Вернулся Бурцев из гостей к себе в Нерчинск — на заводы. А в канцелярии ему нового ката предъявили — Егорку Столетова, и стал его Бурцев расспрашивать — где был, что делал, кого знаешь? Егорка хвастал, что был в адъютантах у фельдмаршала Долгорукого, воедино с ним под указ попал, музыку и стихи слагать может…
— Это на што же тебе? — задумался Бурцев, волк сибирский.
— А так… — отвечал Егорка. — Для изящества душевного.
— Дурак ты, как я погляжу… Дран был?
— Не! — соврал Егорка для амбиции.
— Ну, мы эти резоны сейчас проверим… Ложись! На лавке несчастного пиита разложили и долго сукном со спины его натирали. Пока не проступили под шкурой розовые полосы.
— Зачем врешь? — сказал Бурцев мирно. — Мы ведь здесь не дураками живем… Ты дран уже был, и я тебя драть тоже имею право!

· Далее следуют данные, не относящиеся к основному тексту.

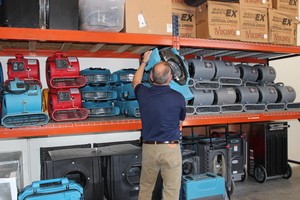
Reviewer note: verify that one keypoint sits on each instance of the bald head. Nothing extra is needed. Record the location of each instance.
(161, 73)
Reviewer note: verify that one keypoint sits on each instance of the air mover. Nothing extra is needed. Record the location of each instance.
(63, 72)
(179, 69)
(101, 109)
(98, 93)
(65, 105)
(124, 75)
(23, 69)
(22, 104)
(98, 76)
(125, 91)
(129, 108)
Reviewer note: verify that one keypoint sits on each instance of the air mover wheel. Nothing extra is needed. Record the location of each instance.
(260, 174)
(288, 172)
(230, 189)
(245, 176)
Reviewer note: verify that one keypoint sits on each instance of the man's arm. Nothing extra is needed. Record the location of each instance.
(138, 76)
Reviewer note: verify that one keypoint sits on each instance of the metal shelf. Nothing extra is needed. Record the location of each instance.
(44, 42)
(113, 124)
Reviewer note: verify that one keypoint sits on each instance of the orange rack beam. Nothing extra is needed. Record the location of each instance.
(123, 125)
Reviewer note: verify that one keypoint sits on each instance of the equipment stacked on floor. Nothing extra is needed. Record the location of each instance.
(98, 94)
(60, 188)
(268, 157)
(22, 98)
(64, 81)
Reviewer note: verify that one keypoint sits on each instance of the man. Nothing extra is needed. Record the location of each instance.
(162, 112)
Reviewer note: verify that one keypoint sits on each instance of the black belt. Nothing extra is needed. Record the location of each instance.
(161, 142)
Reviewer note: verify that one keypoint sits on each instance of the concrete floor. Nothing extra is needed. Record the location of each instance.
(272, 189)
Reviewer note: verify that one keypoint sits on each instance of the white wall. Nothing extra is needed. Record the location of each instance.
(288, 72)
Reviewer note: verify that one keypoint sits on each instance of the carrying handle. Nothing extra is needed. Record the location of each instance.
(210, 128)
(46, 183)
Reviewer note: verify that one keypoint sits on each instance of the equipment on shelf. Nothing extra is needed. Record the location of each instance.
(201, 69)
(101, 109)
(179, 70)
(18, 13)
(268, 146)
(129, 108)
(23, 69)
(52, 10)
(248, 73)
(63, 72)
(248, 96)
(98, 93)
(59, 188)
(98, 76)
(66, 105)
(22, 104)
(285, 93)
(125, 91)
(124, 75)
(266, 73)
(227, 73)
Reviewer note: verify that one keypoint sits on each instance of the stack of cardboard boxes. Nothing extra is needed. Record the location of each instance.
(263, 21)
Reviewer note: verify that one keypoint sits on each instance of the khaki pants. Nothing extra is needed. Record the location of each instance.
(166, 158)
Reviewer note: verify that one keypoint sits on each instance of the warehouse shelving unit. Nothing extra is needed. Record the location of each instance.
(44, 42)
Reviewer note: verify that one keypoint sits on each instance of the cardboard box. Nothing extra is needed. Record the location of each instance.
(254, 24)
(281, 27)
(186, 18)
(257, 3)
(148, 17)
(287, 6)
(218, 20)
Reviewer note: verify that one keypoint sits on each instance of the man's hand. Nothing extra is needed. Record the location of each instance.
(138, 76)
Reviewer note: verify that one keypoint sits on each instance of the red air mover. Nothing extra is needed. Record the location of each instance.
(65, 105)
(63, 72)
(23, 69)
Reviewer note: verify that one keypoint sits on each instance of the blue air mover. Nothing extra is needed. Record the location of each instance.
(98, 93)
(1, 74)
(98, 76)
(204, 186)
(125, 91)
(22, 104)
(124, 75)
(179, 69)
(101, 109)
(129, 108)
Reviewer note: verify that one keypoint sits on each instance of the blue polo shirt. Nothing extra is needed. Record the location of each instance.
(161, 110)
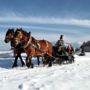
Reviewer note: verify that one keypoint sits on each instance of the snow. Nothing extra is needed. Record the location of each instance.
(74, 76)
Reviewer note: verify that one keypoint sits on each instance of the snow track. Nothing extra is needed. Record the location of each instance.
(74, 76)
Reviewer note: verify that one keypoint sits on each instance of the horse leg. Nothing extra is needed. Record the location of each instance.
(38, 61)
(29, 62)
(23, 64)
(15, 62)
(49, 62)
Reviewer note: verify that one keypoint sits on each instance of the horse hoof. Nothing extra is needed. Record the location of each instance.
(32, 66)
(14, 66)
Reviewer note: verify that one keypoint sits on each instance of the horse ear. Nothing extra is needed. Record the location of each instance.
(29, 33)
(13, 29)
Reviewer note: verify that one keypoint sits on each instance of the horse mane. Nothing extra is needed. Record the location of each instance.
(23, 31)
(10, 31)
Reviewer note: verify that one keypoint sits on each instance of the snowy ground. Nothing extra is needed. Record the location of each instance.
(74, 76)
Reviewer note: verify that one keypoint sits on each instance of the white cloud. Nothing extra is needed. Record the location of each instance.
(45, 20)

Но драть не пришлось. Прикатил однажды в Нерчинск Жолобов по делам службы, целовал Егорку при всех, без боязни. Потом 20 рублей ему дал; с плеча своего атласный камзол скинул и на Егорку водрузил. Шапками губернатор с катом обменялся, и на всю улицу кричал Жолобов слова подозрительные:
— Чувствуйте, люди! Вот он — песни умилительные слагает, чего не всякий может. И вы его не обижайте, ибо пииты и художники по сусекам не валяются… Это сволочь высокая их не ценит, им бы только оды прихлебальные слушать! А каторга скоро запоет песни нежные, сим Егоркою сочиненные…
И тогда Егорка от такой заручки осмелел: колодки не нашивал, в шахты не лазал, дарованные деньги стал пропивать. И всюду шапкою губернатора хвастал.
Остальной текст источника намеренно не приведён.